Answering a woman’s desperate call for help, young Navy widow Helen Devries opens her Whidbey Island home as a refuge to Choi Eunhee. As they bond over common losses and a delicate, potentially devastating secret, their friendship spans the remainder of their lives.

After losing her mother, Cassidy Quinn spent her childhood summers with her gran, Helen, at her farmhouse. Nourished by her grandmother’s love and encouragement, Cassidy discovers a passion that she hopes will bloom into a career. But after Helen passes, Cassidy learns that her home and garden have fallen into serious disrepair. Worse, a looming tax debt threatens her inheritance. Facing the loss of her legacy and in need of allies and ideas, Cassidy reaches out to Nick, her former love, despite the complicated emotions brought by having him back in her life.

Cassidy inherits not only the family home but a task, spoken with her grandmother’s final breaths: ask Grace Kim—Eunhee’s granddaughter—to help sort through the contents of the locked hope chest in the attic.
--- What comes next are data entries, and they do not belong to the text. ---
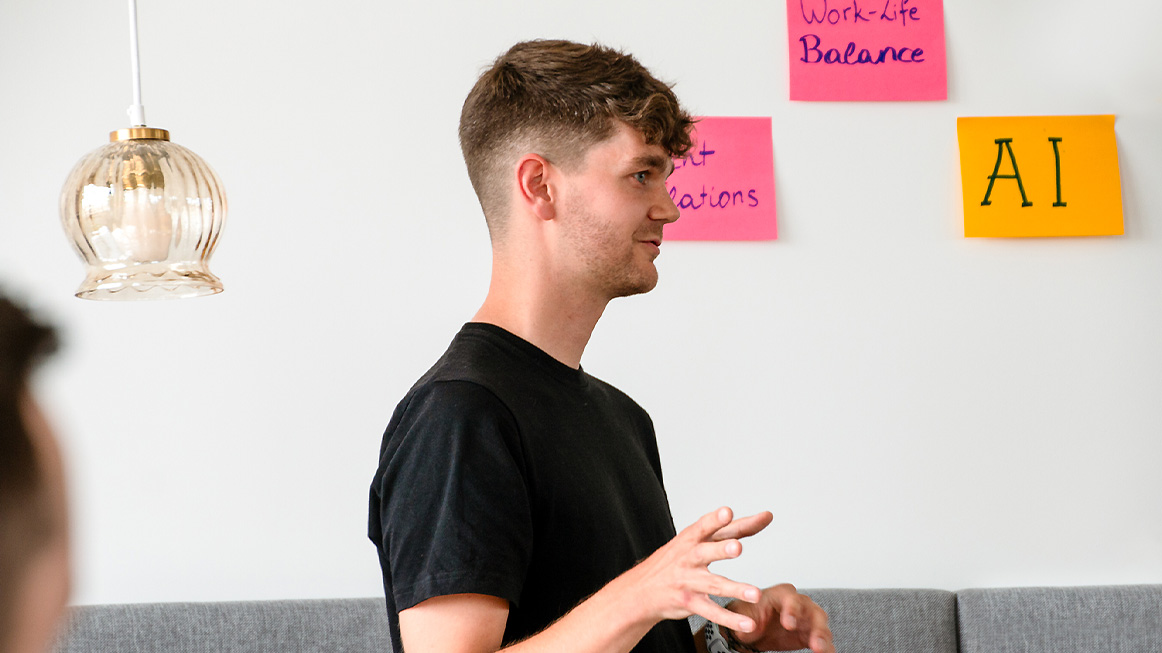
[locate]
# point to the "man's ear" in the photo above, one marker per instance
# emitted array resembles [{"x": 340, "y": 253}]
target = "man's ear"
[{"x": 533, "y": 188}]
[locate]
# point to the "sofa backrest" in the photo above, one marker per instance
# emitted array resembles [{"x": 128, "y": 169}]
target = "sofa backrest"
[
  {"x": 344, "y": 625},
  {"x": 1111, "y": 619},
  {"x": 876, "y": 621}
]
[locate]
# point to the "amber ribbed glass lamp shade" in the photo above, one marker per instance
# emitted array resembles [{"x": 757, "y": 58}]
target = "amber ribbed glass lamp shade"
[{"x": 144, "y": 214}]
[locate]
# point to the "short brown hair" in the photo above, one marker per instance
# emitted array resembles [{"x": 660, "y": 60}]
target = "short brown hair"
[
  {"x": 558, "y": 98},
  {"x": 26, "y": 516}
]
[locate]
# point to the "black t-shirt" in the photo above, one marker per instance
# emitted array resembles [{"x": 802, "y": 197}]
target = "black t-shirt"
[{"x": 506, "y": 472}]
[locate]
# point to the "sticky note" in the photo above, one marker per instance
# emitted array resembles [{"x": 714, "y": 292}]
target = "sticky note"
[
  {"x": 725, "y": 186},
  {"x": 1040, "y": 176},
  {"x": 858, "y": 50}
]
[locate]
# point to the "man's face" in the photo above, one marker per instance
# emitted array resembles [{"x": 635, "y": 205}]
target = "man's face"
[{"x": 612, "y": 212}]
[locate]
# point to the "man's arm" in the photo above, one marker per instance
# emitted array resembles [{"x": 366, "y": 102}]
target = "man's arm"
[{"x": 672, "y": 583}]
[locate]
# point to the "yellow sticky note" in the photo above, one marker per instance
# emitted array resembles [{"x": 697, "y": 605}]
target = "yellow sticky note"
[{"x": 1040, "y": 176}]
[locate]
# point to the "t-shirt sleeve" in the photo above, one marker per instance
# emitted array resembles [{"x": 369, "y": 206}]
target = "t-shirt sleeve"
[{"x": 453, "y": 503}]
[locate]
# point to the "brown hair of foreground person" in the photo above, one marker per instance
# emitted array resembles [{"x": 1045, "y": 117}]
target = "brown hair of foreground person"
[{"x": 34, "y": 543}]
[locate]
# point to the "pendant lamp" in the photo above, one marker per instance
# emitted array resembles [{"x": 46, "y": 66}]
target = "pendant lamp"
[{"x": 143, "y": 213}]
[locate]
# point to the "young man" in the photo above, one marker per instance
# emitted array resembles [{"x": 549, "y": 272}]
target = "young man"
[
  {"x": 34, "y": 544},
  {"x": 518, "y": 502}
]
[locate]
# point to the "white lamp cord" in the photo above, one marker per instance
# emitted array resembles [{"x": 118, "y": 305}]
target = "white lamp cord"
[{"x": 136, "y": 110}]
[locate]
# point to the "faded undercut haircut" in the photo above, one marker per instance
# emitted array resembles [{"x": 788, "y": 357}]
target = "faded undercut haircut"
[
  {"x": 27, "y": 522},
  {"x": 558, "y": 99}
]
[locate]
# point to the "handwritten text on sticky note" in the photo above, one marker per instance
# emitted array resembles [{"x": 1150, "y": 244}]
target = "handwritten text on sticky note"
[
  {"x": 725, "y": 186},
  {"x": 867, "y": 50},
  {"x": 1045, "y": 176}
]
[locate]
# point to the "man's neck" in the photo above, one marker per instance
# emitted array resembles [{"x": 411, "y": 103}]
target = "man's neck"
[{"x": 558, "y": 320}]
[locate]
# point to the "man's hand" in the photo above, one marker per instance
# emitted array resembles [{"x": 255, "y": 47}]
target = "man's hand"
[
  {"x": 784, "y": 621},
  {"x": 675, "y": 582}
]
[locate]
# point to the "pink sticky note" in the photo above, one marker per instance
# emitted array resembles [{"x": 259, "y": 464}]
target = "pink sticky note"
[
  {"x": 725, "y": 186},
  {"x": 867, "y": 50}
]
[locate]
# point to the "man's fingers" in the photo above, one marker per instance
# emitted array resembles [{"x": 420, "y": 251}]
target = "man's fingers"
[
  {"x": 798, "y": 612},
  {"x": 744, "y": 526},
  {"x": 715, "y": 612},
  {"x": 709, "y": 524},
  {"x": 708, "y": 552}
]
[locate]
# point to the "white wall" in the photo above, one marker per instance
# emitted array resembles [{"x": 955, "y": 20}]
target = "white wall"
[{"x": 917, "y": 408}]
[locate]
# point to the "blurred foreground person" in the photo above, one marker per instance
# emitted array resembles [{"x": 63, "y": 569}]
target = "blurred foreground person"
[{"x": 34, "y": 535}]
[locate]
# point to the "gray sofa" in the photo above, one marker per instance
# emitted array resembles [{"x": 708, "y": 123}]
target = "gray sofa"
[{"x": 1109, "y": 619}]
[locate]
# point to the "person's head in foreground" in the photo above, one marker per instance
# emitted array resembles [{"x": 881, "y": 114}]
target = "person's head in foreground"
[{"x": 34, "y": 544}]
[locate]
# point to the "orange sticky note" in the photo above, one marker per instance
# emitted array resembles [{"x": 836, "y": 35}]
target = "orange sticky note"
[
  {"x": 725, "y": 186},
  {"x": 867, "y": 50},
  {"x": 1040, "y": 176}
]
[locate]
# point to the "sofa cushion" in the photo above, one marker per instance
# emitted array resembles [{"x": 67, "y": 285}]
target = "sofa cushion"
[
  {"x": 1112, "y": 619},
  {"x": 346, "y": 625}
]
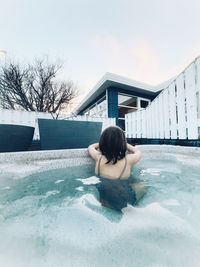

As she and Grace dig into the past, they unearth their grandmothers’ long-held secret and more. Each startling revelation reshapes their understanding of their grandmothers and ultimately inspires the courage to take risks and make changes to own their lives.

Set in both modern-day and midcentury Whidbey Island, Washington, this dual-narrative story of four women—grandmothers and granddaughters—intertwines across generations to explore the secrets we keep, the love we pass down, and the heirlooms we inherit from a well-lived life.

The books I’ve listed are from my NetGalley list. Weyard to Madwoman I have not read. The others I have or at least tried to. I didn’t like all of them and could not finish a few. How about you, have you read any of these? What were your thoughts? Finding one word titles was not as easy as I thought it would be.